The EU ban on menthol cigarettes and roll-your-own tobacco introduced in May 2020 led menthol smokers to be more likely to try to quit smoking and to be successful in quitting compared to non-menthol smokers. These are the findings of a national evaluation study conducted among Dutch smokers, which was published today. At the same time, a third of Dutch menthol smokers say they still smoke menthol cigarettes despite the ban. According to the researchers, this is largely the responsibility of the tobacco industry, which has brought a wide range of accessories onto the market to enable smokers to add menthol flavouring to tobacco products themselves. The scientists are therefore calling for an additional ban on these accessories.

Menthol cigarettes

The ban on menthol cigarettes and roll-your-own tobacco is the result of an EU directive that came into effect in May 2020. The main reasoning behind the ban was that menthol facilitates smoking and thus increases the risk of nicotine addiction. The study published today is the first in Europe to examine the effect of the menthol ban on smoking cessation. Researchers at the long-term International Tobacco Control Policy Evaluation Project (ITC Project) focused specifically on the Netherlands for this study, because Maastricht University and the Trimbos Institute, as ITC Project participants, already conduct annual surveys among Dutch smokers to assess the effects of tobacco policy. This made it relatively easy to make a comparison between the situation before and after the EU ban on menthol in tobacco came into force. The results are very similar to those of previous studies on the effect of a menthol cigarette ban in Canada. ‘Now that the ITC Project has found the same results regarding the impact of a ban on menthol-flavoured tobacco on smoking cessation in two very different countries, policymakers in other countries who are still deciding whether to impose a ban can have more confidence in this measure,’ says Marc Willemsen, Professor in Tobacco Control Research at Maastricht University and Scientific Director of Tobacco Control at the Trimbos Institute.

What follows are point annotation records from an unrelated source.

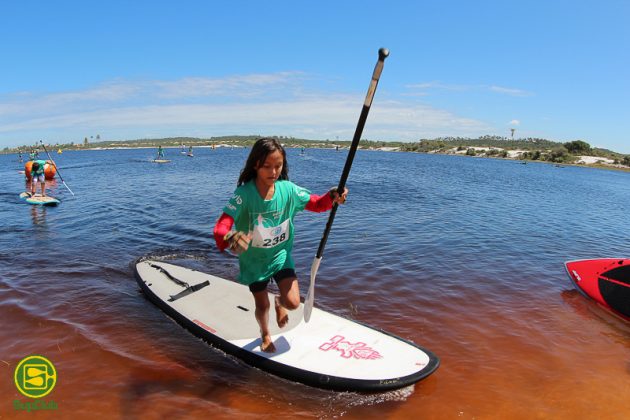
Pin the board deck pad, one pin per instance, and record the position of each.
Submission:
(605, 280)
(329, 352)
(39, 200)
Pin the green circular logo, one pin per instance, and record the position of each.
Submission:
(35, 376)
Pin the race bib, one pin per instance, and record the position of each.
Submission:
(269, 237)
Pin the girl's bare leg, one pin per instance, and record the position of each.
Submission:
(262, 316)
(288, 300)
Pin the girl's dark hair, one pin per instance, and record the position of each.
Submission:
(258, 155)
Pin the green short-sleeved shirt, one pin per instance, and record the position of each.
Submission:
(271, 225)
(40, 171)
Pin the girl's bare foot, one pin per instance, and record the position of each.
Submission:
(282, 317)
(267, 344)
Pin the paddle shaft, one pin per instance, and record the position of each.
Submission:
(382, 54)
(55, 165)
(310, 296)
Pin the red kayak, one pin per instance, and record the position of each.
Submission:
(606, 280)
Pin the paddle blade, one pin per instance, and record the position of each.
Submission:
(310, 296)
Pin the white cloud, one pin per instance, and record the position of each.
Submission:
(463, 88)
(265, 103)
(509, 91)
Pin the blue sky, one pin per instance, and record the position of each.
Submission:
(145, 69)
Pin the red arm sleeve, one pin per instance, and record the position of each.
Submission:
(319, 203)
(221, 228)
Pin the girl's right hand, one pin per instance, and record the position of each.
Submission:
(238, 242)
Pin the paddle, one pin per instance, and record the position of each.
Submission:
(58, 173)
(310, 296)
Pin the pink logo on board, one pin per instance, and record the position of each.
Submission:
(357, 350)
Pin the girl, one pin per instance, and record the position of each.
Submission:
(262, 210)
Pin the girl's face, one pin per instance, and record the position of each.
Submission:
(268, 172)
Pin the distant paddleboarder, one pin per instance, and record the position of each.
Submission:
(262, 210)
(37, 175)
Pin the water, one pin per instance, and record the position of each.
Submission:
(463, 256)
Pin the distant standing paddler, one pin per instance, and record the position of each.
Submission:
(37, 175)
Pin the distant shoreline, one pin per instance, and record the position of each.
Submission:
(246, 141)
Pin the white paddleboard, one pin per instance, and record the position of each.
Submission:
(329, 352)
(39, 200)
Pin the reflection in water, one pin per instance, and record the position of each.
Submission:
(38, 215)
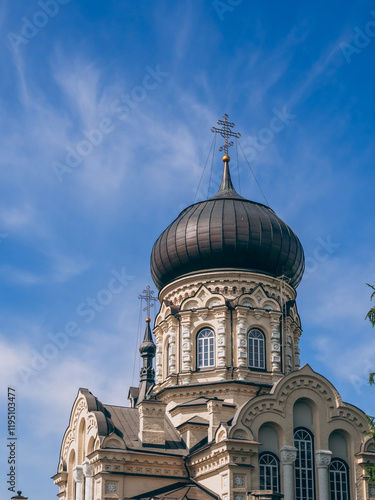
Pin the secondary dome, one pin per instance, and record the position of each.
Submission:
(227, 232)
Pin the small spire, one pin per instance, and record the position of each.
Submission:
(19, 496)
(226, 189)
(147, 350)
(226, 132)
(147, 345)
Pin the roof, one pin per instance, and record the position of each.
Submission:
(195, 421)
(126, 420)
(189, 490)
(227, 232)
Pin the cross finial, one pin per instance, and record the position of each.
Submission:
(226, 132)
(149, 299)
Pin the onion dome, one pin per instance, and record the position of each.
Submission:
(227, 232)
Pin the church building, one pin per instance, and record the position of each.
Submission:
(223, 409)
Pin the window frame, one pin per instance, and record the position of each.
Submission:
(262, 339)
(210, 355)
(333, 494)
(301, 477)
(277, 466)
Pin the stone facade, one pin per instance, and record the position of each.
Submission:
(216, 416)
(230, 413)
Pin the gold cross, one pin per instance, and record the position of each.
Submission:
(225, 132)
(149, 299)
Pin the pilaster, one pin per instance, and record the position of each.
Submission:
(323, 459)
(88, 472)
(78, 478)
(275, 343)
(288, 457)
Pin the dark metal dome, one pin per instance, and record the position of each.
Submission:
(227, 232)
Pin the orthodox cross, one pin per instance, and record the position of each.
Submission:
(225, 132)
(148, 298)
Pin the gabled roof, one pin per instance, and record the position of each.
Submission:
(126, 421)
(189, 490)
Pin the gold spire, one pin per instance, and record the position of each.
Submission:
(226, 132)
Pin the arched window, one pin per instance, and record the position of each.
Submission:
(339, 479)
(269, 472)
(256, 349)
(168, 360)
(205, 348)
(304, 464)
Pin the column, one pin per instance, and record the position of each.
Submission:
(288, 457)
(220, 343)
(159, 362)
(323, 459)
(241, 345)
(172, 351)
(89, 480)
(78, 478)
(275, 343)
(186, 350)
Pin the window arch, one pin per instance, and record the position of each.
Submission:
(269, 472)
(205, 348)
(339, 479)
(168, 360)
(304, 464)
(256, 349)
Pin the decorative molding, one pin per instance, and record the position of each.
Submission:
(323, 458)
(288, 455)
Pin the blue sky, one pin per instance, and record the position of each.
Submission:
(145, 82)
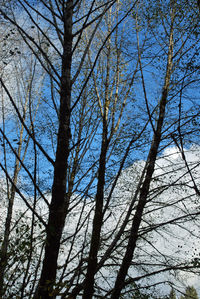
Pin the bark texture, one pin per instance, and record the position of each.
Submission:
(59, 202)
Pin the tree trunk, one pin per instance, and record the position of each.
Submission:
(119, 284)
(59, 203)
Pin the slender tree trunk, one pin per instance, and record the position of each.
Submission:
(119, 284)
(97, 223)
(59, 202)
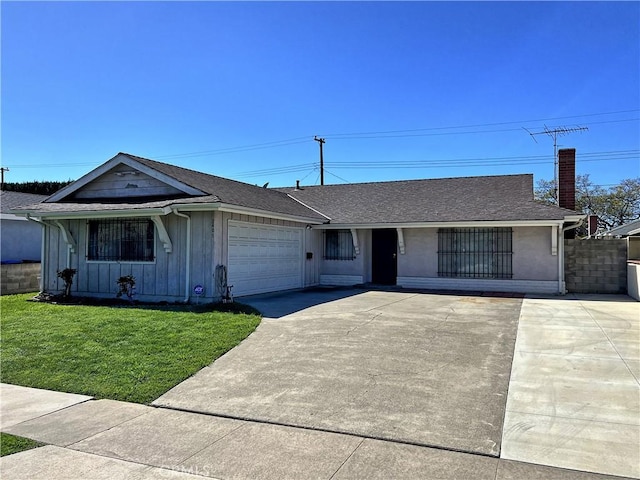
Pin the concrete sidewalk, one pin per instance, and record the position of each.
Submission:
(105, 439)
(574, 394)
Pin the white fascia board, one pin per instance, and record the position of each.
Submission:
(143, 212)
(575, 218)
(307, 206)
(10, 216)
(268, 214)
(225, 207)
(510, 223)
(105, 167)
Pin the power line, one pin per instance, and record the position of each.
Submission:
(614, 155)
(437, 131)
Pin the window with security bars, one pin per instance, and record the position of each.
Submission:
(475, 252)
(121, 240)
(338, 245)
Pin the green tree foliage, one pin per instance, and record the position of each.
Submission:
(39, 188)
(614, 206)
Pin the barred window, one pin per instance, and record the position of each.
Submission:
(121, 240)
(338, 245)
(475, 252)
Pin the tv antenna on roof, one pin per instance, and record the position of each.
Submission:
(555, 133)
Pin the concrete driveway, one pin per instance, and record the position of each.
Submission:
(419, 368)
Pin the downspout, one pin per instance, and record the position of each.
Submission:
(561, 283)
(43, 249)
(188, 271)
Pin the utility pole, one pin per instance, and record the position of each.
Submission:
(554, 133)
(2, 170)
(321, 142)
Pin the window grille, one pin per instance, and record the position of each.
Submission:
(121, 240)
(338, 245)
(475, 252)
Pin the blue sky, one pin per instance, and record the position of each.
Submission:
(398, 90)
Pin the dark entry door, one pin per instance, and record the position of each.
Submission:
(384, 265)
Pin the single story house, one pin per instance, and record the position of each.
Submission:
(20, 239)
(184, 234)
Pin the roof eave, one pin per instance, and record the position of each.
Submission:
(90, 214)
(459, 224)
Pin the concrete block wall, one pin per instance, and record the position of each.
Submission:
(596, 265)
(19, 278)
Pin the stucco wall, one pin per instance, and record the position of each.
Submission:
(358, 267)
(19, 278)
(421, 253)
(20, 240)
(532, 258)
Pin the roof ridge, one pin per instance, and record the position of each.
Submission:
(385, 182)
(197, 172)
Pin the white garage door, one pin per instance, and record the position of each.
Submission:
(263, 258)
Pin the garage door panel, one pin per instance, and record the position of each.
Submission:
(264, 258)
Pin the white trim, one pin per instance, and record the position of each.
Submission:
(342, 280)
(400, 240)
(97, 214)
(162, 233)
(510, 223)
(110, 164)
(264, 213)
(307, 206)
(10, 216)
(354, 237)
(67, 237)
(187, 275)
(486, 285)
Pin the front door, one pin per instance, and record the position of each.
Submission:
(384, 265)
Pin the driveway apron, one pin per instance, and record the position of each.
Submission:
(418, 368)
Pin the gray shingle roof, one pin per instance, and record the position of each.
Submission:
(218, 189)
(229, 191)
(492, 198)
(9, 200)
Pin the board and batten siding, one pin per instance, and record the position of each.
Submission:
(163, 279)
(120, 182)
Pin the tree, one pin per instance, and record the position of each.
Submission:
(614, 206)
(39, 188)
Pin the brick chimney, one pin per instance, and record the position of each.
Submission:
(567, 178)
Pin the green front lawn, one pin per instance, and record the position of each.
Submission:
(11, 444)
(128, 353)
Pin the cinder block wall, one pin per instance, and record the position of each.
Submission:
(596, 266)
(19, 278)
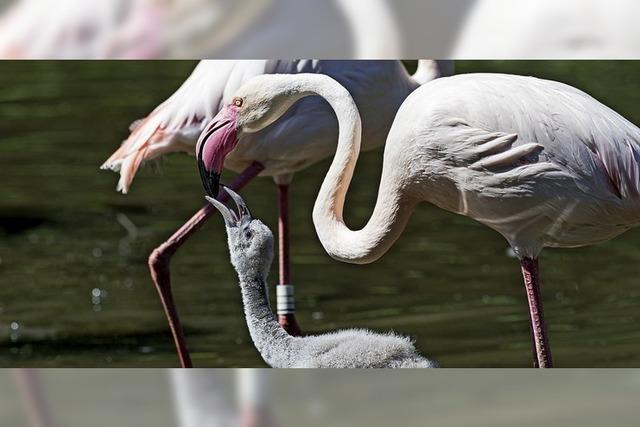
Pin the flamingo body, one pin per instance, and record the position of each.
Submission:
(539, 161)
(303, 136)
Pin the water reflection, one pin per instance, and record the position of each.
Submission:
(319, 398)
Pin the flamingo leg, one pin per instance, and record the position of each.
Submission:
(531, 275)
(285, 302)
(33, 398)
(160, 259)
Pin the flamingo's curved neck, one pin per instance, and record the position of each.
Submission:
(392, 208)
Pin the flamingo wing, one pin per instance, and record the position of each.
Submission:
(175, 124)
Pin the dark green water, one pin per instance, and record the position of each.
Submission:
(449, 282)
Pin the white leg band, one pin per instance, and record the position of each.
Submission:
(285, 300)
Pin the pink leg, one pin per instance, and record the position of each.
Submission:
(531, 275)
(160, 259)
(33, 398)
(286, 317)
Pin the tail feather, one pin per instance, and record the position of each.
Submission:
(149, 139)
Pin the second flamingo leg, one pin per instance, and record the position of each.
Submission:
(285, 296)
(160, 259)
(531, 275)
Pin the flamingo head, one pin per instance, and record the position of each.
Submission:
(250, 241)
(256, 105)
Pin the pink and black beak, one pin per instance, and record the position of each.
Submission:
(217, 140)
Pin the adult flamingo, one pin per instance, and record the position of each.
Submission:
(305, 135)
(542, 163)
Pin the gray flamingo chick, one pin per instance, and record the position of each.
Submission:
(251, 249)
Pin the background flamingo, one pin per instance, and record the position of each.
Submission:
(540, 162)
(303, 136)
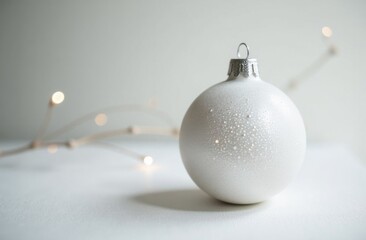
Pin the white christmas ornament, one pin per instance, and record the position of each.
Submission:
(242, 140)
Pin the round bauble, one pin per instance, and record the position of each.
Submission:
(242, 140)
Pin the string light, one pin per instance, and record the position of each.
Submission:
(57, 97)
(52, 148)
(327, 31)
(101, 119)
(148, 160)
(316, 64)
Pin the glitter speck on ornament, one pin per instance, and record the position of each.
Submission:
(101, 119)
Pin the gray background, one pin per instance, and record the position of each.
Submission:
(102, 53)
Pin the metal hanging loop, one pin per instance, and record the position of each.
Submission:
(238, 51)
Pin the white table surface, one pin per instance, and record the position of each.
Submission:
(93, 193)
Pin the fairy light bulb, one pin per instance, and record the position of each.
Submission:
(148, 160)
(242, 140)
(57, 97)
(327, 31)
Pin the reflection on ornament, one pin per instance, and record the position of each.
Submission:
(251, 146)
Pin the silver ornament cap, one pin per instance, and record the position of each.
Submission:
(246, 67)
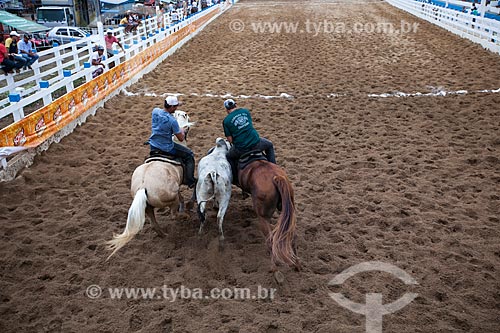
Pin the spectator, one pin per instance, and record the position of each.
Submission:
(96, 61)
(8, 64)
(26, 49)
(11, 45)
(110, 39)
(133, 22)
(124, 23)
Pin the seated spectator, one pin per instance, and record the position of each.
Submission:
(11, 45)
(96, 61)
(26, 49)
(8, 65)
(124, 23)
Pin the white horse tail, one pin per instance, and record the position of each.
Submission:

Despite the EU ban, many Dutch smokers say they have not stopped smoking menthol cigarettes. This is chiefly because the tobacco industry has marketed a wide range of accessories to enable people to add menthol flavouring to tobacco products themselves. The researchers argue that this undermines the potential effectiveness of the ban on menthol in roll-your-own tobacco and cigarettes, so the regulations should be tightened. ‘The menthol ban was announced long ago by the European Commission,’ says Willemsen. ‘First there was a ban on other characterising flavours, and only a year later on menthol. As a result, the industry had extra time to anticipate it and bring alternative products onto the market to meet the demand for menthol from some smokers. The effect of the ban would have been greater if the industry had not been allowed this room for manoeuvre.’

This research was made possible in part by financial contributions from Longfonds, Netherlands Heart Foundation, KWF Dutch Cancer Society, Diabetes Fonds and the Netherlands Thrombosis Foundation.